Reconstructing changes in the genotype, phenotype, and climatic niche of an introduced species

Atwater, Sezen, Goff, Kong, Paterson & Barney (link)

022-JGUltra-Ecography-Fig-A6

The climate occupied by initial invaders (black, dashed) resembled the home climate (black, solid). As the invasion progressed, Johnsongrass moved into cooler habitats in the US (grey, solid & dashed). Noteably, these are not climates Johnsongrass occupies in its native range in Eurasia, although they are available. How invasive species change their climatic niches in their introduced ranges is a mystery.

Invasive species must deal with enormous environmental variation in their introduced ranges. Some evolve rapidly, and others tolerate a wide variety of conditions. We examined how one invader, Johnsongrass, has responded to environmental variation in North America. This devastating agricultural weed is ever-present in the fields, roadsides and railways of the United States.

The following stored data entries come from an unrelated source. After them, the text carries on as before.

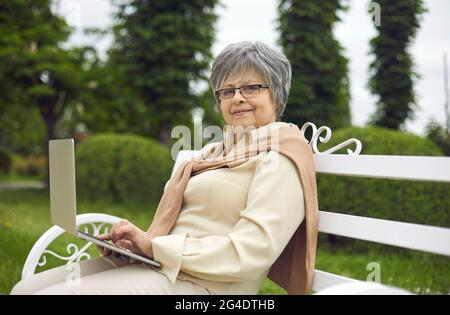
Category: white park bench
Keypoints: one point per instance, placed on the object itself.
(419, 237)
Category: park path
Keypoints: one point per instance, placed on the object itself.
(22, 185)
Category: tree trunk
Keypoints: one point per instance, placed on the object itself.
(164, 133)
(50, 125)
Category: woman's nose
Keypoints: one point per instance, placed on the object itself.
(238, 98)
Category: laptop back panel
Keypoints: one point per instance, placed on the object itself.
(62, 184)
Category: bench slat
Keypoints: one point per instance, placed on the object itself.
(323, 280)
(407, 235)
(385, 166)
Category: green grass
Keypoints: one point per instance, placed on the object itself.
(19, 178)
(25, 215)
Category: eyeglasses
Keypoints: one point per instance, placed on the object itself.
(246, 91)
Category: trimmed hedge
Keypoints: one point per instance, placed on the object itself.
(122, 168)
(5, 162)
(400, 200)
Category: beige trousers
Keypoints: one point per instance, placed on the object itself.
(104, 275)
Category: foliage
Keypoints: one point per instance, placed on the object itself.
(408, 201)
(122, 168)
(162, 47)
(439, 136)
(392, 76)
(320, 85)
(35, 71)
(5, 161)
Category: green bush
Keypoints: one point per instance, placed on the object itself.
(32, 165)
(5, 161)
(122, 168)
(408, 201)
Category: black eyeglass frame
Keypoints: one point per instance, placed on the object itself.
(260, 86)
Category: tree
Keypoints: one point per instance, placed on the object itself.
(320, 86)
(162, 47)
(35, 72)
(392, 76)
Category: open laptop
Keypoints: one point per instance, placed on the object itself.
(63, 197)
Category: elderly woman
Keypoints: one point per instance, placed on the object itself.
(230, 217)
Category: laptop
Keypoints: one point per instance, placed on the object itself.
(63, 197)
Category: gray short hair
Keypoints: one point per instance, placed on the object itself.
(244, 56)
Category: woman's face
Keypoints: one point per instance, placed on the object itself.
(255, 111)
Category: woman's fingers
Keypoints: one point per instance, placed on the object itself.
(103, 237)
(124, 231)
(125, 244)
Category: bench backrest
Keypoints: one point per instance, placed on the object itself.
(406, 235)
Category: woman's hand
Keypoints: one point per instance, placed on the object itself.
(129, 236)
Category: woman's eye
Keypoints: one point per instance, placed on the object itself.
(227, 92)
(251, 88)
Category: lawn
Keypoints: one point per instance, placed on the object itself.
(25, 215)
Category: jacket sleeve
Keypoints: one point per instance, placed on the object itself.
(274, 210)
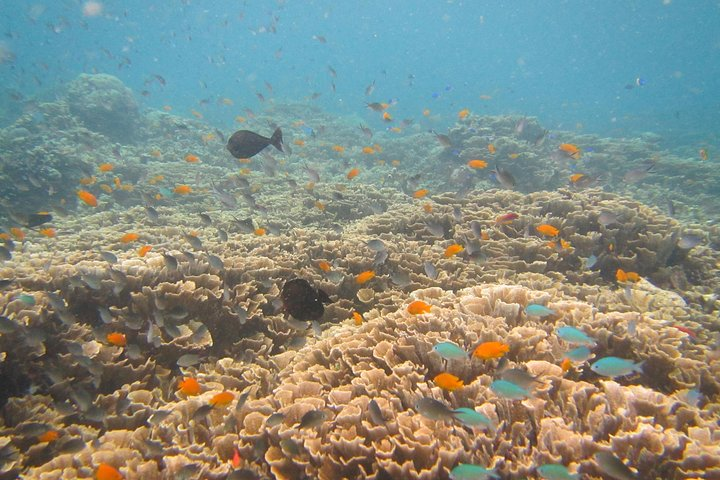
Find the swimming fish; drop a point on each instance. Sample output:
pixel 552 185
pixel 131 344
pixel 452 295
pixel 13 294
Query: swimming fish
pixel 613 466
pixel 555 471
pixel 418 307
pixel 245 144
pixel 450 351
pixel 468 471
pixel 538 310
pixel 490 350
pixel 575 336
pixel 448 381
pixel 302 300
pixel 615 367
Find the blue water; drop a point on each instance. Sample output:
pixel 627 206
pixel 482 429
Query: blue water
pixel 566 62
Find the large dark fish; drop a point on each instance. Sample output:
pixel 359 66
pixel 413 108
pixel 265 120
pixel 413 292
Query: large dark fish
pixel 245 144
pixel 302 300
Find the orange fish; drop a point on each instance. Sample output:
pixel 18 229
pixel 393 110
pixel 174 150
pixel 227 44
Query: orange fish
pixel 117 339
pixel 548 230
pixel 107 472
pixel 418 307
pixel 129 237
pixel 364 277
pixel 189 386
pixel 222 399
pixel 88 180
pixel 448 381
pixel 490 350
pixel 570 150
pixel 49 436
pixel 87 197
pixel 17 233
pixel 453 250
pixel 477 164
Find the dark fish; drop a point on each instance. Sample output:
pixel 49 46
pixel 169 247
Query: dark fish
pixel 37 219
pixel 245 144
pixel 312 419
pixel 302 300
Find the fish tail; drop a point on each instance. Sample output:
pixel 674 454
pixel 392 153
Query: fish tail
pixel 276 139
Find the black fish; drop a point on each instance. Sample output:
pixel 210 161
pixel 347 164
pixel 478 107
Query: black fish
pixel 245 144
pixel 302 300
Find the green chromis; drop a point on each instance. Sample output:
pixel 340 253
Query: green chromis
pixel 615 367
pixel 509 390
pixel 472 418
pixel 613 466
pixel 575 336
pixel 450 351
pixel 468 471
pixel 536 310
pixel 554 471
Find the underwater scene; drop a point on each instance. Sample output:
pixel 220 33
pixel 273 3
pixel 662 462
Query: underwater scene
pixel 286 239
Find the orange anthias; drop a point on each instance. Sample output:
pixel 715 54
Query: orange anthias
pixel 490 350
pixel 418 307
pixel 448 381
pixel 189 386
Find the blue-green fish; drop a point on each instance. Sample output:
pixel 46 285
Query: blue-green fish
pixel 468 471
pixel 509 390
pixel 554 471
pixel 579 354
pixel 615 367
pixel 613 466
pixel 472 418
pixel 450 351
pixel 575 336
pixel 538 310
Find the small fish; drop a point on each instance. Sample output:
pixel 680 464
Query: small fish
pixel 613 466
pixel 312 419
pixel 491 350
pixel 432 409
pixel 615 367
pixel 418 307
pixel 509 390
pixel 450 351
pixel 554 471
pixel 448 382
pixel 574 336
pixel 468 471
pixel 538 310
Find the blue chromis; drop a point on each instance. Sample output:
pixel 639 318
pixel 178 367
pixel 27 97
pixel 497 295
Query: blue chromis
pixel 472 418
pixel 509 390
pixel 554 471
pixel 468 471
pixel 450 351
pixel 615 367
pixel 536 310
pixel 579 354
pixel 575 336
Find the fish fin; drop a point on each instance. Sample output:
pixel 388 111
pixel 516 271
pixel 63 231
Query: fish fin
pixel 276 139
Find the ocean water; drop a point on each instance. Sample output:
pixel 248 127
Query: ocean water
pixel 487 247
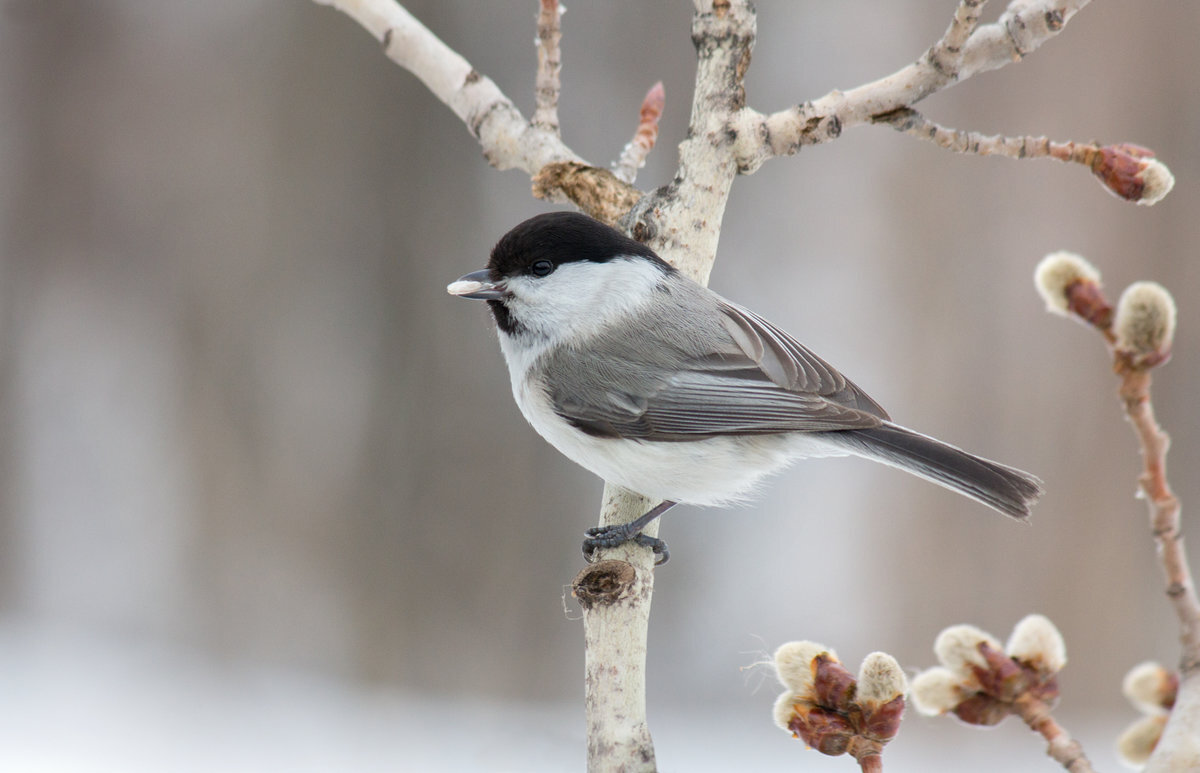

Almost 500 individual Johnsongrass plants collected from 70 locations in the United States show enormous variation in their size and shape. Plants from cool, wet climates grow especially large, growing 10 feet tall and gaining almost 5 pounds of dry weight in a single year. Plants from agricultural habitats grew much larger and taller than those from roadside habitats and meadows, and responded differently to growing conditions.

These results paint the clearest picture to date of how an introduced species changes genetically and phenotypically as it encounters habitat variation in their introduced range. Local adaptation and phenotypic plasticity play important roles in the ability of Johnsongrass to invade the United States.